New Perfume Review L’Artisan Parfumeur Un Air de Bretagne- The Rocky Coastline

When I first moved to New England and the Florida boy was grumping about the lack of beaches; I was told that I would come to appreciate the rocky coastline. In the height of summer that was never exactly true. I wanted soft grainy sand to lay out on not craggy outcrops. Where it became true was when we would venture out late in the fall, north towards Maine. With some chill in the air as we would walk along the rocks, hopping from one to the other, there was a complex scent in the air as the minerality of the rocks mixed with the sea spray. Along with bright late fall sunshine this was an aquatic kind of perfume I could want. Just as I headed into the fall of this year I received my sample of L’Artisan Parfumeur Un Air de Bretagne which reminded me of those rocky coastlines.

Un Air de Bretagne was based on what I think is the French equivalent to Maine; the Brittany coast. Perfumer Juliette Karagueuzoglou uses many of the popular ingredients you fine in the aquatic style of perfume but she manages to give them a little more heft evoking the fall rather than the apex of summer.

Juliette Karagueuzoglou

The best example of her adding something to the ordinary comes right at the beginning as Calone is part of the sea spray accord. Calone is this classic ingredient but in Un Air de Bretagne M. Karagueuzoglou wants to capture a more kinetic crash of big waves against the algae covered boulders. So, she adds some of those green algae-like accords along with a kind of iodized note. It takes the Calone and transforms it into something different than almost every other fragrance which relies on it. There is more energy to it as the melon-like quality is covered over by the green and mineral aspects. She perfectly captures that fall day when the spray hangs heavier in the air. A softer style of green comes as neroli comes out of the sea spray and sends the perfume towards a base of ambergris and cedar.

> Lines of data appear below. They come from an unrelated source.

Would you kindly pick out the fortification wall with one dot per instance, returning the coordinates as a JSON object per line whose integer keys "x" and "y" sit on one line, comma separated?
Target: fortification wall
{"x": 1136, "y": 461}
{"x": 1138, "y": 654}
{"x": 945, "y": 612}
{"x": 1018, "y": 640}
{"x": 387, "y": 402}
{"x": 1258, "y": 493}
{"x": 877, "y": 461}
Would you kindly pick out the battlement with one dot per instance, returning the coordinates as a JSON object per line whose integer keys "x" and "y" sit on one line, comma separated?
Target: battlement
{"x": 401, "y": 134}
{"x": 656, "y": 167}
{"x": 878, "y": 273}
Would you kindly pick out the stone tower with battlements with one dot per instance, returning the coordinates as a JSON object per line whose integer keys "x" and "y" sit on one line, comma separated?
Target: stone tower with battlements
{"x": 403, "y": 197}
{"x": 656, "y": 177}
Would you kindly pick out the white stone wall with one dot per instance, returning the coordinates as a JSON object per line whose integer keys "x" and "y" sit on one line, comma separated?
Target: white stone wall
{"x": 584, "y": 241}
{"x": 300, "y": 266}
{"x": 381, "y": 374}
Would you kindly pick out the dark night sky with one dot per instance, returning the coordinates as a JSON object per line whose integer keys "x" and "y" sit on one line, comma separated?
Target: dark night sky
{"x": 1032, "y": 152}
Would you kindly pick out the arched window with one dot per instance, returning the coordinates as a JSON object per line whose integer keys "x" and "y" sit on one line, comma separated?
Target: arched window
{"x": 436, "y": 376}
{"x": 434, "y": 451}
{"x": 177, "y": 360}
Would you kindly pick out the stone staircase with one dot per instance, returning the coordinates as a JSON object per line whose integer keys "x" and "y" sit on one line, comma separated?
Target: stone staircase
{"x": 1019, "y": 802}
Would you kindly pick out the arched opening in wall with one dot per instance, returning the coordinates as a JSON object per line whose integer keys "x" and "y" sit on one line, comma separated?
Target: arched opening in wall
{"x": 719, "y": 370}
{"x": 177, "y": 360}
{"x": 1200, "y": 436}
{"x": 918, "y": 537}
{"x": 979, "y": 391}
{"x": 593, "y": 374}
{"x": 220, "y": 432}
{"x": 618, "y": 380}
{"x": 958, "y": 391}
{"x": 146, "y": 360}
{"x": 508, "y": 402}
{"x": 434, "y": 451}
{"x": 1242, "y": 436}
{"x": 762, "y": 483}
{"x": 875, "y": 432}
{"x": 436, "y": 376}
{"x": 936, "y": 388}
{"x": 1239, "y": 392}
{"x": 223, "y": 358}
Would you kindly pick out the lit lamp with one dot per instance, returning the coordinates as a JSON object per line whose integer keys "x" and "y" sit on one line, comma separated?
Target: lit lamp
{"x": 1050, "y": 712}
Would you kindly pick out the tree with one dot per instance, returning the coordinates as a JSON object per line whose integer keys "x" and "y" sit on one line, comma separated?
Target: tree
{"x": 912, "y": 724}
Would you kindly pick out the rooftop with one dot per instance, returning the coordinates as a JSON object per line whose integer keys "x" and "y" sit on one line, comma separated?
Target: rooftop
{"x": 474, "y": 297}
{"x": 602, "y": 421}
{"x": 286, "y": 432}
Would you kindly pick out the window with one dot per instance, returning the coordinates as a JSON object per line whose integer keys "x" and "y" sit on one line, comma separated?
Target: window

Un Air de Bretagne has 8-10 hour longevity and average sillage.

I have mentioned many times how much the aquatic genre has evolved, especially over the last three or four years. Un Air de Bretagne is one of those next generation aquatics. I have become a fan of the genre again because some of our most talented perfumers are finding new ways to display old tropes. M. Karagueuzoglou has shown that there is still plenty to explore on the rocky coastline of Un Air de Bretagne.

Disclosure: this review is based on a sample provided by L’Artisan Parfumeur.